You can also preserve the flower buds and seed capsules as wild garlic capers, known as ramslökskapris in Swedish, which will then keep for up to a year.

Stinging nettles. Wear gloves when harvesting these to protect yourself from their needles. Photo: Johan Nilsson/TT

Stinging nettles

Brännässlor or stinging nettles need to be cooked before eating to remove their sting, although blanching them for a couple of seconds in boiling water should do the trick. For the same reason, make sure you wear good gardening gloves when you pick them so you don’t get stung.

Nettles often grow in the same conditions as wild garlic – shady woodlands, and are often regarded as weeds.

The younger leaves are best – they can get stringy and tough as they get older.

A very traditional use for brännässlor in Sweden is nässelsoppa, a bright green soup made from blanched nettles, often topped with a boiled or poached egg.

Some Swedes may also remember eating stuvade nässlor with salmon around Easter, where the nettles are cooked with cream, butter and milk. If you can’t get hold of nettles, they can be replaced with spinach for a similar result.

You can also dry nettles and use them to make tea, or use blanched nettles to make nettle pesto.

Kirskål or ground elder, another popular foraged green for this time of year.
Photo: Jessica Gow/TT

Ground elder

Ground elder is known as kirskål in Swedish, and can be used much in the same way as spinach. It also grows in shady areas, and is an invasive species, meaning that you shouldn’t be too worried about foraging too much of it (you might even find some in your garden!).

It is quite common in parks and old gardens, but can also be found in wooded areas. The stems and older leaves can be bitter, so try to focus on foraging the tender, younger leaves.

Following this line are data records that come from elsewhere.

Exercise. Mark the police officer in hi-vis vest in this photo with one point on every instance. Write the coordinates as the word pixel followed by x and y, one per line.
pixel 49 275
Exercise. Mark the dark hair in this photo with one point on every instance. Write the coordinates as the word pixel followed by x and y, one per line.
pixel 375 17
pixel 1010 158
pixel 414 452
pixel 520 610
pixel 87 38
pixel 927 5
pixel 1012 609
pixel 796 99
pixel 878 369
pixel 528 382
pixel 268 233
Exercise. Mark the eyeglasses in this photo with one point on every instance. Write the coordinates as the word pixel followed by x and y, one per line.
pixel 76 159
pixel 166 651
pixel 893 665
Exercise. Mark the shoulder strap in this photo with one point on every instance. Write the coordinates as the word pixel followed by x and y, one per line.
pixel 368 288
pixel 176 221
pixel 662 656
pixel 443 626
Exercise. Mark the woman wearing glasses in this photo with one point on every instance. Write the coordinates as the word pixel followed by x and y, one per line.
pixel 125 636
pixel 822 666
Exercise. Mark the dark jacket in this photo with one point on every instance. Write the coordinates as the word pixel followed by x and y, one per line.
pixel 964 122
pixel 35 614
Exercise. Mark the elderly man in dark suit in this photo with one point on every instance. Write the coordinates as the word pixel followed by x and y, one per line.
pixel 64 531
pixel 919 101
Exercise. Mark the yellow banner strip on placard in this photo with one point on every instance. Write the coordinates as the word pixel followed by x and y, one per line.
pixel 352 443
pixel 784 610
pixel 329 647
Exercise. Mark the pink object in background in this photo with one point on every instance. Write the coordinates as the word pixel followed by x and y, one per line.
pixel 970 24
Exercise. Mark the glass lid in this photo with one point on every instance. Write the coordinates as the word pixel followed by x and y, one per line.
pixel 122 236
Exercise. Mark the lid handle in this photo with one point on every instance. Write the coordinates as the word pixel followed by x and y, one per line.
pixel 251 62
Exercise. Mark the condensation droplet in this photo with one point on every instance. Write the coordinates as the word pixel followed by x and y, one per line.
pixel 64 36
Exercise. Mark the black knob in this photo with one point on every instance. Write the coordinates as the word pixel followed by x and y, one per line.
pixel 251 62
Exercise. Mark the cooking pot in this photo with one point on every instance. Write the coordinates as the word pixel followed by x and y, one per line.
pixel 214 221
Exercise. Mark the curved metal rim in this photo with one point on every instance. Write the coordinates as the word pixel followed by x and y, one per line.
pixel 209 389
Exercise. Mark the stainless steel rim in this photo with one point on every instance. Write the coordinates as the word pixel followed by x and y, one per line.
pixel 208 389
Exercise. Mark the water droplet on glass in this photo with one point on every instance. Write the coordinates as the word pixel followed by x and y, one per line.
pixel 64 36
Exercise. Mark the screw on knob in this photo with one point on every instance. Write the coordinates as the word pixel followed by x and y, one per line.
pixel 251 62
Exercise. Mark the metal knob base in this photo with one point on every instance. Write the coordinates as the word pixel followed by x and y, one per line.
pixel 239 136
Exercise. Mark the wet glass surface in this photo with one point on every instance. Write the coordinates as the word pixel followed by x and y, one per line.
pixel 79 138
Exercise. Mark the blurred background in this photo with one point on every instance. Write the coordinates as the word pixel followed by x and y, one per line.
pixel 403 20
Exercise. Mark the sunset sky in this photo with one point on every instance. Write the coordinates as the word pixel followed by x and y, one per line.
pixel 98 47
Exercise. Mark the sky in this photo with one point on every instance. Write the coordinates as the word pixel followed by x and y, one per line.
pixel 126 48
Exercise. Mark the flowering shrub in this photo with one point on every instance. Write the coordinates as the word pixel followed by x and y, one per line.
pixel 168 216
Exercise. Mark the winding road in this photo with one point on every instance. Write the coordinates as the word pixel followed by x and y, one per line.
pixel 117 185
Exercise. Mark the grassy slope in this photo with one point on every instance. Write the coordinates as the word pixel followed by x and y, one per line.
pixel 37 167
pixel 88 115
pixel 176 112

Ground elder has been cultivated in Sweden since at least 500BC, and has been historically used as a medicinal herb and as a vegetable. This is one of the reasons it can be found in old gardens near Swedish castles or country homes, as it was grown for use in cooking.

Kirskål is available from March to September, although it is best eaten earlier in the season.

As mentioned, ground elder can replace spinach in many recipes – you could also use it for pesto, in a quiche or salad, or to make ground elder soup.